KEY TAKEAWAYS
  • One in five videos recommended to new YouTube accounts is now AI-generated junk, according to Kapwing research on 15,000 channels.
  • The top 278 "slop" channels are pulling in an estimated $117 million a year while racking up 63 billion views.
  • The problem isn't spread evenly. Spain leads the world with over 20 million subscribers to these channels—that is nearly half the country's population.

Open a fresh YouTube account today, and there's a one-in-five chance the platform will serve you what the internet has learned to call AI slop, which means low-quality, AI-generated videos designed purely to farm views and ad revenue.

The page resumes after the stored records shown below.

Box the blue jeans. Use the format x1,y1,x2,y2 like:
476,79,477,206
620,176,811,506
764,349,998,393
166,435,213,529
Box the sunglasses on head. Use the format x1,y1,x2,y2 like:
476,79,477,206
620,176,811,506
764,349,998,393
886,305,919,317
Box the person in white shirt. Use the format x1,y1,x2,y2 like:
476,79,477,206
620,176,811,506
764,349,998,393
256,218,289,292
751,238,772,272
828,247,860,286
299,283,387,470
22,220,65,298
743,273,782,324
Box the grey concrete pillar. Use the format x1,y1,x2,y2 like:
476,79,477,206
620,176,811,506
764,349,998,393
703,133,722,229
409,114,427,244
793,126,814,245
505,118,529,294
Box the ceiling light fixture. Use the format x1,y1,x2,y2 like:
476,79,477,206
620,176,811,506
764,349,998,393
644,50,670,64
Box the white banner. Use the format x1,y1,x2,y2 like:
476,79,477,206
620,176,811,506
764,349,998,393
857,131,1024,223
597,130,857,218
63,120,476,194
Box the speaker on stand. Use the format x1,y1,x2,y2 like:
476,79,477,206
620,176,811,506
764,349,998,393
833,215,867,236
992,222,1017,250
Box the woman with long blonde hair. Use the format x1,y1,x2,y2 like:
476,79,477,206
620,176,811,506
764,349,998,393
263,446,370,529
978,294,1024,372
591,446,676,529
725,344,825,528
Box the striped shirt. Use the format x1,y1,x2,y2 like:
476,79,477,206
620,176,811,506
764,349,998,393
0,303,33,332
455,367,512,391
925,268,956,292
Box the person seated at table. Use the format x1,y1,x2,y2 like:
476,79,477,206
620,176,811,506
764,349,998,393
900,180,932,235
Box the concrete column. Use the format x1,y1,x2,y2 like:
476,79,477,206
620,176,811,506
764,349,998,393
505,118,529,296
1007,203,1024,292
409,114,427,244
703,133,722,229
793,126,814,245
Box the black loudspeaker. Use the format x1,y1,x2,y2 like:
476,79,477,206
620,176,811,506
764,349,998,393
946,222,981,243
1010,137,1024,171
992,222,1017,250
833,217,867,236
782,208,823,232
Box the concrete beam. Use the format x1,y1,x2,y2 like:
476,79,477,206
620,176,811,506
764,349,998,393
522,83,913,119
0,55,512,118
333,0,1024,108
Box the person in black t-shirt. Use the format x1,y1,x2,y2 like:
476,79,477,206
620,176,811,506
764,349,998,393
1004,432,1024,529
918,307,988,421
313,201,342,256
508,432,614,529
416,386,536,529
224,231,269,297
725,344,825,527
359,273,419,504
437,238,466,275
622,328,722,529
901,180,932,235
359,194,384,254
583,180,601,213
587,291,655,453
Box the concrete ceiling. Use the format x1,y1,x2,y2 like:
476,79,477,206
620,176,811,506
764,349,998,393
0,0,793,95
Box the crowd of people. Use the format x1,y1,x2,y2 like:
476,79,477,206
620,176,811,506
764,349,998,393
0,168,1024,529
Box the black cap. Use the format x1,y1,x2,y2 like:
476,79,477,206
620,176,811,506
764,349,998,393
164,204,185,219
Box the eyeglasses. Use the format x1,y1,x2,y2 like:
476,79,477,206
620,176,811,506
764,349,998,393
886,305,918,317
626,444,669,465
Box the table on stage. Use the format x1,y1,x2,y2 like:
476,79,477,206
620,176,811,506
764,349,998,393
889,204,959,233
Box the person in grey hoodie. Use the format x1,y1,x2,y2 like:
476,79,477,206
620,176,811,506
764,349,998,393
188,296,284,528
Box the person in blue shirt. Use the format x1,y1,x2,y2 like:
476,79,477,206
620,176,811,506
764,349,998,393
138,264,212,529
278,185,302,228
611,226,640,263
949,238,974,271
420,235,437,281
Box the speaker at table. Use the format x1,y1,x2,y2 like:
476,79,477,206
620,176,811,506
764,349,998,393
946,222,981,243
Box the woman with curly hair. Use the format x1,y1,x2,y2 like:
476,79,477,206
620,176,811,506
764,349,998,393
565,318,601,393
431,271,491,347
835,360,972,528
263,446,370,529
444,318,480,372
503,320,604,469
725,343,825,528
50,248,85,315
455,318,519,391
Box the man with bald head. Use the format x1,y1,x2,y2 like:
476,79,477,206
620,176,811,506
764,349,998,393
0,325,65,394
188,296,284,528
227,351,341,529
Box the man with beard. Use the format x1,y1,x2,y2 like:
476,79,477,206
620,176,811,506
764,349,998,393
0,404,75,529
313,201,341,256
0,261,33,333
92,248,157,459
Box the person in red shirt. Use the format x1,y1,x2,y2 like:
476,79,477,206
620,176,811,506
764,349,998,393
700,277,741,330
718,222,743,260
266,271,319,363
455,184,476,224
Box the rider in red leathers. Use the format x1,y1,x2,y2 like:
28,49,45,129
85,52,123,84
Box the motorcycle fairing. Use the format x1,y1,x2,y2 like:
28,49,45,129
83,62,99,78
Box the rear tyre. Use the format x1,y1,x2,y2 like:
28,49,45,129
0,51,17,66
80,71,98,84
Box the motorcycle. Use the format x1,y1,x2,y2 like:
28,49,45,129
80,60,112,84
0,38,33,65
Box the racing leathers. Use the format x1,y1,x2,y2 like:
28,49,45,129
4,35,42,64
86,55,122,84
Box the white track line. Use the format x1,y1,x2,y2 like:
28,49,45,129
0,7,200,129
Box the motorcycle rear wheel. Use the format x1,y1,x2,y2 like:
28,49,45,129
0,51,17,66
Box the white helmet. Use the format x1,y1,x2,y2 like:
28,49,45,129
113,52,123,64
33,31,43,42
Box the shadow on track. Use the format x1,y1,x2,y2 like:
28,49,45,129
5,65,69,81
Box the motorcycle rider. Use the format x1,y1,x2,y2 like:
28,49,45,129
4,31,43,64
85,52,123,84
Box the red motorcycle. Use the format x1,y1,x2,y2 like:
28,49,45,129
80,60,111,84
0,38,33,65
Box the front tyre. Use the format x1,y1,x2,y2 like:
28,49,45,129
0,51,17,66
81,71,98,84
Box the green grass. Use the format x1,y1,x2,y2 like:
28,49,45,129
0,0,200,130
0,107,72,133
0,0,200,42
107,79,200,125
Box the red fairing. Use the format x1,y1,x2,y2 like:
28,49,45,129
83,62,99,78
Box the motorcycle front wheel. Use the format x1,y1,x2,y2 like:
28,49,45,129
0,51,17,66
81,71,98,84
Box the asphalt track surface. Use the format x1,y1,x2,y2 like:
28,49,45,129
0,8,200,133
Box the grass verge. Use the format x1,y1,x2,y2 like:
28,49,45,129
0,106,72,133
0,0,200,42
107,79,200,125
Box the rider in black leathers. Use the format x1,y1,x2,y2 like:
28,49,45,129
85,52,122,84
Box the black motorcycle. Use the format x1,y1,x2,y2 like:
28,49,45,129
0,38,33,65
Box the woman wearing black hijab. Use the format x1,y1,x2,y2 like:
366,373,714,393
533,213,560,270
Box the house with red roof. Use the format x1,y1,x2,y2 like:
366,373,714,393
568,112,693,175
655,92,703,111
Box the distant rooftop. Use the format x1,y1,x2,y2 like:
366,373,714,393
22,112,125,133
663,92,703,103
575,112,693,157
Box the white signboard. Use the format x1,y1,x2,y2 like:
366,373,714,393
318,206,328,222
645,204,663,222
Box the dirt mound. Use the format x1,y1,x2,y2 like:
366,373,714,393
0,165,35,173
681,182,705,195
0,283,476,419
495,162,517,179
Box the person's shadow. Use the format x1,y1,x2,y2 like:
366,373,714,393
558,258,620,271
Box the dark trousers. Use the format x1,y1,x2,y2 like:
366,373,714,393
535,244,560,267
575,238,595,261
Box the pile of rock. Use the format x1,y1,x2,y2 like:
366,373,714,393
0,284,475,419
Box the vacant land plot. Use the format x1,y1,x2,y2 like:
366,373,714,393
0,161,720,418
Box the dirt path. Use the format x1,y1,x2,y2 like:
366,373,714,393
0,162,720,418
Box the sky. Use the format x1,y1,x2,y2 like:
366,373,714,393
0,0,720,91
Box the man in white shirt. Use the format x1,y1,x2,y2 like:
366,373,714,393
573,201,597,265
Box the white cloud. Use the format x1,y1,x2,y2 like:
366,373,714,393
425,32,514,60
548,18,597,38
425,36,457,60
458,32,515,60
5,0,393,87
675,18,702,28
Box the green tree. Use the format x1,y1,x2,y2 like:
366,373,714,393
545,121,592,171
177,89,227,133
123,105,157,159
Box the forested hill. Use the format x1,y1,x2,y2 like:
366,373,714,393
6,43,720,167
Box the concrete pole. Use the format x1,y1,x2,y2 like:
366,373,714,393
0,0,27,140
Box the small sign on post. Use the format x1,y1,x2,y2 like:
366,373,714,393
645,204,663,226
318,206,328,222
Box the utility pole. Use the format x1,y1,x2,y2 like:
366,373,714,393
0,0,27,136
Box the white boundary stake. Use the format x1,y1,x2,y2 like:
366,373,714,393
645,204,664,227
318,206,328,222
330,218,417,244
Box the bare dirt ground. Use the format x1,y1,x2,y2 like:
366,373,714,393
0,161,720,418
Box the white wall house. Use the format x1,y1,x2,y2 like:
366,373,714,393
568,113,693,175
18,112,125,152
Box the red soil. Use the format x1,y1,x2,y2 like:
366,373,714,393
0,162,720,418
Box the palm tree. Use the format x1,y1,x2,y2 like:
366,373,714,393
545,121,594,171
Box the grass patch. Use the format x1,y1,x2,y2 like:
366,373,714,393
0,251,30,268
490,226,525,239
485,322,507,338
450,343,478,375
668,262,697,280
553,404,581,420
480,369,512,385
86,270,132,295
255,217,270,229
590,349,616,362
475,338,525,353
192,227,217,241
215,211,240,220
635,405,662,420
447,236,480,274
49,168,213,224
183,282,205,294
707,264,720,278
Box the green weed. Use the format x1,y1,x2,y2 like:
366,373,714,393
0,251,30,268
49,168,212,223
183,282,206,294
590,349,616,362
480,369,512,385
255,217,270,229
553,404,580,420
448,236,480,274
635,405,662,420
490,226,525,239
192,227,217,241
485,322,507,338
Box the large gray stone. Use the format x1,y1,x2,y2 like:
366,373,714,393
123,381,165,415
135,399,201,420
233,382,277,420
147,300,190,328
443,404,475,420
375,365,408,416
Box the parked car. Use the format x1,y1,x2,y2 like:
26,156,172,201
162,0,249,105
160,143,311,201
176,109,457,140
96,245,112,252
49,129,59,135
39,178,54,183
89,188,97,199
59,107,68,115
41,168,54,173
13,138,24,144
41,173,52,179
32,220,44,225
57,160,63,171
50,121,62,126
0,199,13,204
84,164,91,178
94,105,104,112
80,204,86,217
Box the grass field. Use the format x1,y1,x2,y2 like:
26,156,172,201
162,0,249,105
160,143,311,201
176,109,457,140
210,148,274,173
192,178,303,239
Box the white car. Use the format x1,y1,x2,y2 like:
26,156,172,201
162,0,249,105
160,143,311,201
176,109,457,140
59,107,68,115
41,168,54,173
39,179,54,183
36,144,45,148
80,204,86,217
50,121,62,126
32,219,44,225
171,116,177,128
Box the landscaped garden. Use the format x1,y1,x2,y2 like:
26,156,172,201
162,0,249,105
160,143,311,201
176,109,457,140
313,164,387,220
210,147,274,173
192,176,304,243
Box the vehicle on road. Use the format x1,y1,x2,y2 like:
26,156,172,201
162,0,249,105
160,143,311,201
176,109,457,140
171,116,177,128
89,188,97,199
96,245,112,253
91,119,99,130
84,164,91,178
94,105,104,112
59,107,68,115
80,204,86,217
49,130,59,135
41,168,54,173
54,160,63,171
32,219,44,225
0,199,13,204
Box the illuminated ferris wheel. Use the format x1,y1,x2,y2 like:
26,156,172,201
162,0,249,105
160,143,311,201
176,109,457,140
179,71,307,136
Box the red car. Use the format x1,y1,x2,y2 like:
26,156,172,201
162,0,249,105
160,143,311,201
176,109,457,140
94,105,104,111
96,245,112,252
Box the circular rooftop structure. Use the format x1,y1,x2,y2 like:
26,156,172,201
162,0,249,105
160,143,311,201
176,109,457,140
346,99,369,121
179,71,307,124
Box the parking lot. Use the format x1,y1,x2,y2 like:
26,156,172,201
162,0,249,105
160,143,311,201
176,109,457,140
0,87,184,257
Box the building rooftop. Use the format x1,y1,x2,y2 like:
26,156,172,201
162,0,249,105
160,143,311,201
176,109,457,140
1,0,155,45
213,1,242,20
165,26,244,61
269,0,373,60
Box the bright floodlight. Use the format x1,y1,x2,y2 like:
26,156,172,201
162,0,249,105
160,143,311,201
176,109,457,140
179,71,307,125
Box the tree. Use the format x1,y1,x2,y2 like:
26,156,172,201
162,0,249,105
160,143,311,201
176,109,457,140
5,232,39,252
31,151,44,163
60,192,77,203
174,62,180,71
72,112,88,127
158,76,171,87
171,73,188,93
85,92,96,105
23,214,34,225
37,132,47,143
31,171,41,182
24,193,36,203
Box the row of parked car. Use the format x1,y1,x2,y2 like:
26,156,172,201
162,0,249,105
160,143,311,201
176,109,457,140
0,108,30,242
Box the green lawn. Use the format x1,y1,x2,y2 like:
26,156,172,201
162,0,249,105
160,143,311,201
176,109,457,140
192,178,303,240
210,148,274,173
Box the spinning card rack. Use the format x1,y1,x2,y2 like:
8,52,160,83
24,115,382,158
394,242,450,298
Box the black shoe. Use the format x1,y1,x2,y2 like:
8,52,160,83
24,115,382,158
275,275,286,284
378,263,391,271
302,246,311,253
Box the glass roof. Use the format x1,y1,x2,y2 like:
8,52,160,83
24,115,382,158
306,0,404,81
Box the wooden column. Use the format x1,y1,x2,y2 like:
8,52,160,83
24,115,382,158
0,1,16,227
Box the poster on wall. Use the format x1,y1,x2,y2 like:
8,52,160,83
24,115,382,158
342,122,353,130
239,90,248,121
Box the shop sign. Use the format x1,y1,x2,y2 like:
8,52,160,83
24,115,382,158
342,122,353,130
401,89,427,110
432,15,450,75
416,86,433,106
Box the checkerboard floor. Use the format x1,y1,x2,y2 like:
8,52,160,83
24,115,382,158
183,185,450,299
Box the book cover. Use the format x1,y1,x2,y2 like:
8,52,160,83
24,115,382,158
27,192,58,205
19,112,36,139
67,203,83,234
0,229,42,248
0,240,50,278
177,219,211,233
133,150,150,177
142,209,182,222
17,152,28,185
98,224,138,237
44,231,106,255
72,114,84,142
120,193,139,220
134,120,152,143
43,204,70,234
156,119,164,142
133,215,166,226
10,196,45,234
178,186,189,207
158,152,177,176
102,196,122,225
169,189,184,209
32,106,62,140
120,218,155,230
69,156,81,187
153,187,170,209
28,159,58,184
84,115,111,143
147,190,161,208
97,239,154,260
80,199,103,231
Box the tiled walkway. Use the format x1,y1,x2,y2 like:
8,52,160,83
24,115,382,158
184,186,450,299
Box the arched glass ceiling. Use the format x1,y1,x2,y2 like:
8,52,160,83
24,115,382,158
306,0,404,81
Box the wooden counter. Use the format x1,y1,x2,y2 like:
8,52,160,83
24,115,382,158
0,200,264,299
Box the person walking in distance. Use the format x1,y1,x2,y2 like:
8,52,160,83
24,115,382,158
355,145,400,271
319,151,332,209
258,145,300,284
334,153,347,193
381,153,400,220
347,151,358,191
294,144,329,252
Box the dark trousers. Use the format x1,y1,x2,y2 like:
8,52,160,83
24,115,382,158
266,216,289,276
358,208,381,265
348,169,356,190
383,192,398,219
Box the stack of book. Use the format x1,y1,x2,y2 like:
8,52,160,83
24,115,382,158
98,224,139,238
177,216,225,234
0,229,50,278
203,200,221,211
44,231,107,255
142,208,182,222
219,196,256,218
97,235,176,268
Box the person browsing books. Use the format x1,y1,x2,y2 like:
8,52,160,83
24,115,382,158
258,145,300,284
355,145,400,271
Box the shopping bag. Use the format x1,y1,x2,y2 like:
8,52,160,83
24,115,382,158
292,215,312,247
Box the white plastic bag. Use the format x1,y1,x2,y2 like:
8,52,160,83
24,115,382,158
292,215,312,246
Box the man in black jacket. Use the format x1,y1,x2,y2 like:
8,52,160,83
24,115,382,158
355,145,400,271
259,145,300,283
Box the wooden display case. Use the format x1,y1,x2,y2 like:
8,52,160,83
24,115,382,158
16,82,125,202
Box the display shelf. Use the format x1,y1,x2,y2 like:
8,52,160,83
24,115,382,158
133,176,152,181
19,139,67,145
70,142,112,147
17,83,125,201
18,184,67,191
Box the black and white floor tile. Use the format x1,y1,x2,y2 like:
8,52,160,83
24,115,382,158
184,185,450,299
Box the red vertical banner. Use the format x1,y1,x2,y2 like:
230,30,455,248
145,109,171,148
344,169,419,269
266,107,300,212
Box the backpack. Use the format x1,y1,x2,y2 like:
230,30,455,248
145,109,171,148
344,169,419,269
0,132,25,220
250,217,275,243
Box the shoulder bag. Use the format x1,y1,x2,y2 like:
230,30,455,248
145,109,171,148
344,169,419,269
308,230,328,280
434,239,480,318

That's not a glitch. It's the system doing exactly what it was told to do. Research from video editing platform Kapwing, published in November 2025, examined 15,000 of YouTube’s most popular channels and found 278 that produce nothing but AI-generated content. Together, those channels have amassed 63 billion views and an estimated $117 million in annual revenue.

When researchers created a brand-new account to see what a fresh user actually experiences, 104 of the first 500 videos recommended were AI-generated. Roughly a third fell into what the internet calls brainrot, content that teaches you nothing and entertains you even less, but somehow keeps you watching.

This creates a massive first-impression problem. For the next billion people coming online, most of them in emerging markets, YouTube will not feel like a place to discover human creativity. It'll likely feel like a feed of noise that was never touched by a human hand.